As you can imagine, an appropriate level of technical expertise is necessary to ensure these activities are managed appropriately, so, you want to get your provider involved as soon as possible to help ensure that they are – at the outset of a case if not sooner.  And, involve that provider in key points during the case, such as the meet and confer where things like ESI protocols and scope and form of production are negotiated. In other words, get your geek involved early and often to help ensure a more successful outcome.

Provider, Not Vendor

By the way, have you noticed that I haven’t used the term “vendor” one time?  Until now, that is. Personally, I hate the term “vendor” with regard to eDiscovery services as I think of a vendor as someone who sells hot dogs on the street corner.  You walk up, you tell the hot dog vendor what you want and he provides it to you – he doesn’t suggest other options and he certainly doesn’t tell you what’s in the hot dog (and you probably wouldn’t want to know that anyway).  He’s an order taker, plain and simple.

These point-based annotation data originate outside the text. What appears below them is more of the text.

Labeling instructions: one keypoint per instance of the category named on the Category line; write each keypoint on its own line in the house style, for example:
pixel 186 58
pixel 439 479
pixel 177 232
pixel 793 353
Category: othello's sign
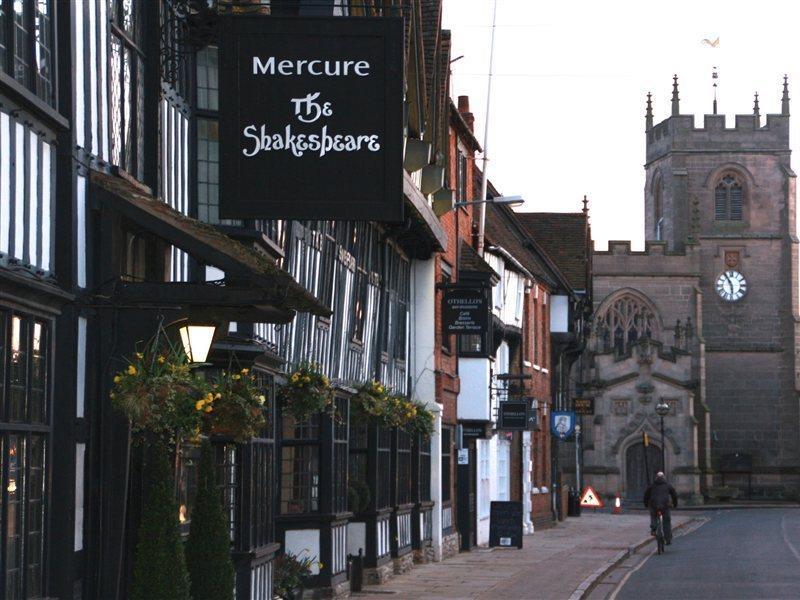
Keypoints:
pixel 465 310
pixel 311 118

Conversely, if you go to a nice white tablecloth restaurant, you have a waiter or waitress who tells you what the chef’s specialties are, how they are prepared and gives you advice on what wine goes best with your meal.  He or she checks in on you periodically to make sure that your needs are being met and that you’re happy with your service. Your waiter is essentially a project manager for your meal, taking upfront requirements and conducting status checks throughout to ensure the “project” (a wonderful dining experience) is staying on track.  It’s a partnership between you and the waiter and you both have the same goal – to maximize your dining experience. When that happens, you both win – you get an excellent meal and the waiter probably maximized his (or her) tip for providing excellent service.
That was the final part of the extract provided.